La Colombe optimise la canette à l’heure du café

Très souvent conditionné en canette, le café glacé est toujours très apprécié des consommateurs américains. Aux côtés de grandes marques comme Starbucks, Blue Bottle et Illy ou des déclinaisons d’energy drinks comme Monster, La Colombe fait un travail remarquable avec une approche des plus originales de la canette. Basée à Philadelphie, La Colombe Coffee Roasters propose des cafés en boîte depuis 2016. Les canettes La Colombe se distinguent avec une pièce de plastique ajourée apposée sur le dessus de la canette appelée “Lip Guard“ (littéralement “protège lèvres“). N’empêchant pas la manipulation de la languette pour l’ouverture, celle-ci est censée offrir une expérience “tactile“ différente et un meilleur confort d’utilisation.

A noter que cet appareillage amovible et recyclable est présent sur l’ensemble des canettes de la marque. Une large gamme puisqu’à côté des cafés “solo“, La Colombe dispose de nombreuses recettes de lattes aromatisées, dont certains à base de lait de coco ou de lait d’avoine pour séduire les consommateurs de laits végétaux.

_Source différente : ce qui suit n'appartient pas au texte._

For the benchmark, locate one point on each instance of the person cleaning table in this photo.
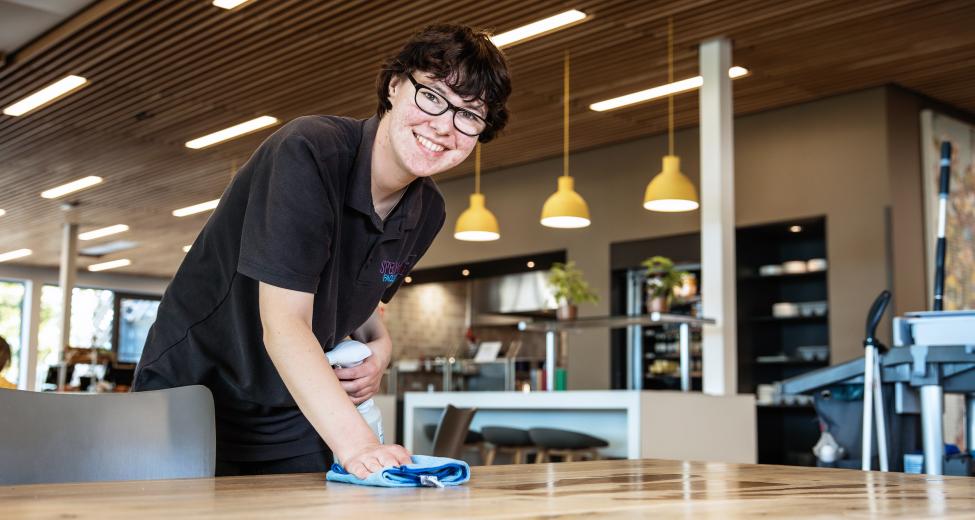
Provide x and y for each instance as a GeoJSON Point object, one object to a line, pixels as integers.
{"type": "Point", "coordinates": [318, 227]}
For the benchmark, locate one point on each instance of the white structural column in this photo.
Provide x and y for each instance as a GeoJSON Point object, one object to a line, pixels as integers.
{"type": "Point", "coordinates": [29, 333]}
{"type": "Point", "coordinates": [720, 357]}
{"type": "Point", "coordinates": [69, 255]}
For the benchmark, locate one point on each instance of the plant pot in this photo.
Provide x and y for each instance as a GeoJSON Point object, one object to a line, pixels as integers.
{"type": "Point", "coordinates": [657, 304]}
{"type": "Point", "coordinates": [566, 312]}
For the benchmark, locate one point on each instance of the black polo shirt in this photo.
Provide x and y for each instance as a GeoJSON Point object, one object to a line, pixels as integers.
{"type": "Point", "coordinates": [298, 215]}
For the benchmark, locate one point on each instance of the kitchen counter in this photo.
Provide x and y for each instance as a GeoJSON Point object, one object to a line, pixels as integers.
{"type": "Point", "coordinates": [623, 488]}
{"type": "Point", "coordinates": [637, 424]}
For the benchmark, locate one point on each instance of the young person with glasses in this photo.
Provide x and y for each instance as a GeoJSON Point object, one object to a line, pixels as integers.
{"type": "Point", "coordinates": [318, 227]}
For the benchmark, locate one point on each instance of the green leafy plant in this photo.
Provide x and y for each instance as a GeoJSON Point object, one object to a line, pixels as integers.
{"type": "Point", "coordinates": [661, 276]}
{"type": "Point", "coordinates": [568, 284]}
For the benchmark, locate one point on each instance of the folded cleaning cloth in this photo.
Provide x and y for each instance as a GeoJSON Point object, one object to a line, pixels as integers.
{"type": "Point", "coordinates": [425, 471]}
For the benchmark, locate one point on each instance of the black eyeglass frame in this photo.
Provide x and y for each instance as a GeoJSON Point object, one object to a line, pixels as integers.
{"type": "Point", "coordinates": [450, 106]}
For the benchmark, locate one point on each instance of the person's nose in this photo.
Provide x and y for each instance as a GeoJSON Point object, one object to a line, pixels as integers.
{"type": "Point", "coordinates": [441, 124]}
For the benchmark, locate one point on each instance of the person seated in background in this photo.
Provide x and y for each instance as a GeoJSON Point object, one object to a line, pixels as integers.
{"type": "Point", "coordinates": [4, 361]}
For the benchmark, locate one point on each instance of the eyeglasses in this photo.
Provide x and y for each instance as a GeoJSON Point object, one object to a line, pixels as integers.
{"type": "Point", "coordinates": [431, 102]}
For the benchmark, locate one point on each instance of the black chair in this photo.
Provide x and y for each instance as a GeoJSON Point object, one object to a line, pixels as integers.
{"type": "Point", "coordinates": [52, 438]}
{"type": "Point", "coordinates": [503, 439]}
{"type": "Point", "coordinates": [568, 444]}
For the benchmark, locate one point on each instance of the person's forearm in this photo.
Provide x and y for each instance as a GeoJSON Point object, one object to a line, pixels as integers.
{"type": "Point", "coordinates": [299, 359]}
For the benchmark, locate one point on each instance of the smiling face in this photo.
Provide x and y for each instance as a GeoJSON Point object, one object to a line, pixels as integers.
{"type": "Point", "coordinates": [418, 143]}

Last but not least, les latte La Colombe reproduisent la texture mousseuse des recettes préparées en CHR grâce à une canette spéciale Draft Latte, reprenant un principe similaire à celui des bières “pression“ en boîte type Guinness ou 1664 Instant Pression.
Le canmaker Crown a ainsi développé la boîte InnoValve. Combinant les technologies d’aérosol et de boîte boisson, cette cannette de 10 oz (29,6 cl) est percée d’un trou au fond dans lequel est insérée une valve pour créer la réaction souhaitée. A l’ouverture, cette valve comprime un gaz d’oxyde nitreux dans la boisson, créant la mousse propre au Draft Latte.